Thursday, September 4, 2008

Fun with 2to3

Recently, I've been working on 2to3 code refactoring tool. It's quite exciting really; how often does automatic editing of source code work?

2to3 is completely written in Python using the stdlib. The main steps in code translation are:

  1. 2to3 is given a Python source file and a list of transformations (in units called fixers) to apply to it.

  2. 2to3 generates a custom parse tree of the source based on a Python grammar that combines elements of 2.x and 3.x's syntax. It takes note of exact indentation and comment so it will be reproduced exactly later.

  3. Each fixer has a pattern that describes the nodes it wants to match in the parse tree. The tree is traversed while asking each fixer if it matches the given node.

  4. If the fixer's pattern matches the node, the fixer is ask to transform the code. The fixer can manipulate the parse tree directly.

  5. A diff against the original source is printed to stdout and optionally written back to the file.

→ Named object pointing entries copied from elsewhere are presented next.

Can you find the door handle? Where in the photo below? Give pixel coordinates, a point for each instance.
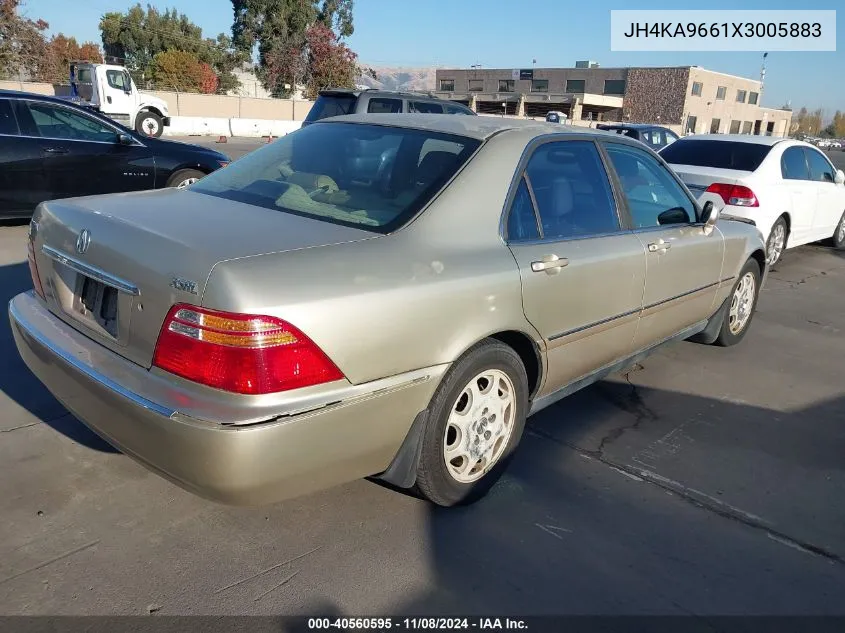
(660, 246)
(550, 264)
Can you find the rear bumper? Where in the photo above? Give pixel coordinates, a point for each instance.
(245, 465)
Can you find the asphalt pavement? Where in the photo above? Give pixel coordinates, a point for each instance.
(705, 481)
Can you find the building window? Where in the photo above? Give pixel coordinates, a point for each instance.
(577, 86)
(614, 86)
(539, 85)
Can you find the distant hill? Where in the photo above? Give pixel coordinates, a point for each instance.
(415, 79)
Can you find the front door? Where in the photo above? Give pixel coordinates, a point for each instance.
(81, 154)
(683, 264)
(582, 276)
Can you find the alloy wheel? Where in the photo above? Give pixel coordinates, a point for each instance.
(479, 426)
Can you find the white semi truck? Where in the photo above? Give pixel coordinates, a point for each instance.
(109, 89)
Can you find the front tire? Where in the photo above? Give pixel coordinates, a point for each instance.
(184, 177)
(839, 234)
(741, 305)
(776, 243)
(475, 422)
(149, 124)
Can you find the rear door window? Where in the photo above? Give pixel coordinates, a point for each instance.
(820, 168)
(331, 105)
(8, 124)
(572, 190)
(720, 154)
(793, 166)
(384, 106)
(654, 197)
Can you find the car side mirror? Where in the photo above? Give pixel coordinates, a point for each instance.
(710, 215)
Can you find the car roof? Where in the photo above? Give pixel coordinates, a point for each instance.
(737, 138)
(478, 127)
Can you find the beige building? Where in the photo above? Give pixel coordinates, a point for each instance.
(688, 99)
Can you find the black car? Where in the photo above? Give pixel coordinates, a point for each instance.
(655, 136)
(341, 101)
(51, 149)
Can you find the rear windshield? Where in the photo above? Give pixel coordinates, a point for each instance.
(331, 105)
(720, 154)
(365, 176)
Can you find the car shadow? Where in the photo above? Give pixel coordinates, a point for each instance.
(21, 386)
(574, 529)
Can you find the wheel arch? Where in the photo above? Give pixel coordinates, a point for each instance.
(402, 470)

Over the past few weeks, I've written a couple of fixers. It's pretty intuitive once you get the hang of it, but writing good tests is very important because Python's flexible syntax produces many possibilities you fixer must deal with. I also refactored lib2to3, so plugging a different system of fixers is much easier for custom applications. I've also written some documentation on it's usage. I hope to start documenting the API and writing a guide for creating fixers soon, so other people can start making use of lib2to3.

2 comments:

Anonymous said...

Yay! Documentation! I wanted to write a fixer, but failed due to the complete lack of any explanation of how it actually works. :)

I'm hoping for a set of fixes that will actually take 2.6 code and making it into 2.6/3.0 code. This looks possible with code that isn't too complex.

http://code.google.com/p/python-incompatibility

Unknown said...

It's been a while since you wrote this article. But searching online for more information on writing custom fixers didn't show up a lot of results.
Have you had time to write that documentation you were talking about?